Illinois can’t cut contributions to government retirees’ health-insurance premiums, the state’s top court said in a ruling with possible implications for Governor Pat Quinn’s bid to fix a $100 billion pension shortfall.
The Illinois Supreme Court, in a 6-1 decision today, ruled the health-insurance premium subsidies are pension benefits protected by the state’s constitution that can’t be diminished or impaired, as Illinois lawmakers tried to do with a 2012 law that let an administrator determine the level of contributions.
Protection of pension benefits is the same provision in the Illinois constitution retirees are relying on in challenging Quinn’s plan to cut the pension shortfall with reductions in cost-of-living adjustments and increasing the retirement age for workers who are now 45 or younger.
Illinois has the largest pension-funding shortfall of any U.S. state. The remedial legislation has been delayed by court order until the case is decided.
The threat to Illinois’ pension overhaul may prolong a selloff in state bonds that began in May, when lawmakers failed to extend a 2011 income-tax increase. That leaves the state with a $2 billion hole that will require stiffing vendors, borrowing money and delaying payments to employees.
The extra yield municipal-bond investors demand to own Illinois general obligations instead of benchmark AAA munis rose yesterday to 1.28 percentage points, the highest since February, according to data compiled by Bloomberg. Illinois has the lowest rating among U.S. states and the widest yield spread among the 17 states tracked by Bloomberg.
Today’s ruling reinstates lawsuits filed by members of three Illinois employee unions. Those cases had been dismissed by a state court judge in Sangamon County, which includes the state capital of Springfield.
The ruling supports the argument that “retirement security, including affordable health care and a modest pension, cannot be revoked by politicians,” Henry Bayer, executive director of the Illinois chapter of the American Federation of State, County and Municipal Employees, said in a statement.
The ruling will have no direct impact on the pension reform litigation arguments, said Maura Possley, a spokeswoman for state Attorney General Lisa Madigan.
“While this decision is very clear on the fact that the pension clause covers health care benefits, the arguments in the pension reform litigation are different than the ones in this health care case,” Possley said.

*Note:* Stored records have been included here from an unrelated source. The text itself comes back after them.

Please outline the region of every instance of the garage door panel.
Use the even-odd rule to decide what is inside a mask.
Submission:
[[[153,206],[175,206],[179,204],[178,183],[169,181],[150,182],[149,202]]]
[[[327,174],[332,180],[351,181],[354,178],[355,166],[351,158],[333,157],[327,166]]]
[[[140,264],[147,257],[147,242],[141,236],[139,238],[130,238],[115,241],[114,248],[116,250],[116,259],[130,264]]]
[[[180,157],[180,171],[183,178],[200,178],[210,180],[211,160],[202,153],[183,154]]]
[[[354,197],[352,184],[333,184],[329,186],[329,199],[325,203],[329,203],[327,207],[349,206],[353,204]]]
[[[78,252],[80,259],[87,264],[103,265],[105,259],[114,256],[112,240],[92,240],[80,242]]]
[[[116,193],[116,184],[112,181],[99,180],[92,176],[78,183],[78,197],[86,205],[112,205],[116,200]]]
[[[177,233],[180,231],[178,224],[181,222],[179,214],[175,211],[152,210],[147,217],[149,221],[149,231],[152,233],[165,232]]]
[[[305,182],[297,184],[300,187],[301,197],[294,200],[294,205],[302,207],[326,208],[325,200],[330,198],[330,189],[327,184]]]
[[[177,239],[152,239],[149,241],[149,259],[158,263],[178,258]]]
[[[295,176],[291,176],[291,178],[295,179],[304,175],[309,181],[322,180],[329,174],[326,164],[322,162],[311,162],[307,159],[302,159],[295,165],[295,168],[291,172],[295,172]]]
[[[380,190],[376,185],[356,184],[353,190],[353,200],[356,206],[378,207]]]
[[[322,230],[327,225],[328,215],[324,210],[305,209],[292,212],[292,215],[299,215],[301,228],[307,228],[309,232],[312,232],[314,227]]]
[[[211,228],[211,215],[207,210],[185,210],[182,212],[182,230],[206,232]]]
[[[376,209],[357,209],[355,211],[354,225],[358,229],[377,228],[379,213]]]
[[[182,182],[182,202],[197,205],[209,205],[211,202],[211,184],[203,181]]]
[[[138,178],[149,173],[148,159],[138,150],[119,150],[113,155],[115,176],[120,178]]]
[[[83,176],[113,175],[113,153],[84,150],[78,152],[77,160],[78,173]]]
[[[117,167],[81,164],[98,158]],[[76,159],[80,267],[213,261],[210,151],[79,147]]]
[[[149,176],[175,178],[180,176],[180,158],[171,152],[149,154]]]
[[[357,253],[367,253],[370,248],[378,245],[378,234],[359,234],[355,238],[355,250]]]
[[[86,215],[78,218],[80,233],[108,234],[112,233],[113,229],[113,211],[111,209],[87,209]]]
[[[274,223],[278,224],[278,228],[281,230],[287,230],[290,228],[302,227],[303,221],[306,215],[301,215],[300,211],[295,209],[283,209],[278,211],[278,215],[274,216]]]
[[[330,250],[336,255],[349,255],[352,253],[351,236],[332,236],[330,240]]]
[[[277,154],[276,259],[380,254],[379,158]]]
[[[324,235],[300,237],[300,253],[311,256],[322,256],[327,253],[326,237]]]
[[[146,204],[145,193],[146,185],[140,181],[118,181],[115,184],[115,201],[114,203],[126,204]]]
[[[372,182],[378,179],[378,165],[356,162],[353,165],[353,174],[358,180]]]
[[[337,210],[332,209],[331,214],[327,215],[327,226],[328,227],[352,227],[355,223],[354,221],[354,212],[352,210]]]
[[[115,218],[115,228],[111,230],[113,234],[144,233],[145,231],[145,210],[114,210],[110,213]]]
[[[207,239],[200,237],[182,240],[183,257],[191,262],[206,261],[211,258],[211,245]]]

Sarah Wetmore, vice president and research director at the non-profit Civic Federation in Chicago, said her organization was disappointed with the high court ruling.
“The Civic Federation supported the changes that the state had made to retiree health-care subsidy, that they were necessary and rational to make the program more sustainable over the long-term,” she said in a phone interview.
“We think this means the state is going to have to come up with a plan to make those payments going forward, whether that means cutting in other areas or raising additional revenue. It’s an expensive program for the state and it’s going to become more expensive in the future,” she said.
Wetmore declined to speculate on the effect of today’s decision on the pension reform bill litigation. “It’s certainly not helpful for the state,” she said.
Grant Klinzman, a spokesman for Quinn, said the governor remains confident that the pension reform law is constitutional.
“If the court’s decision is predictive, the challenge of reforming our pensions will remain,” Illinois Senate President John Cullerton said in a statement.
Cullerton and Quinn are Democrats.
Those pursuing the health insurance-premium claims are members of the Illinois’ State Employees Retirement System, the State Universities Retirement System and the Teachers’ Retirement System of the State of Illinois.
The case is Kanerva v. Weems, 2014-IL-115811, Illinois Supreme Court (Springfield).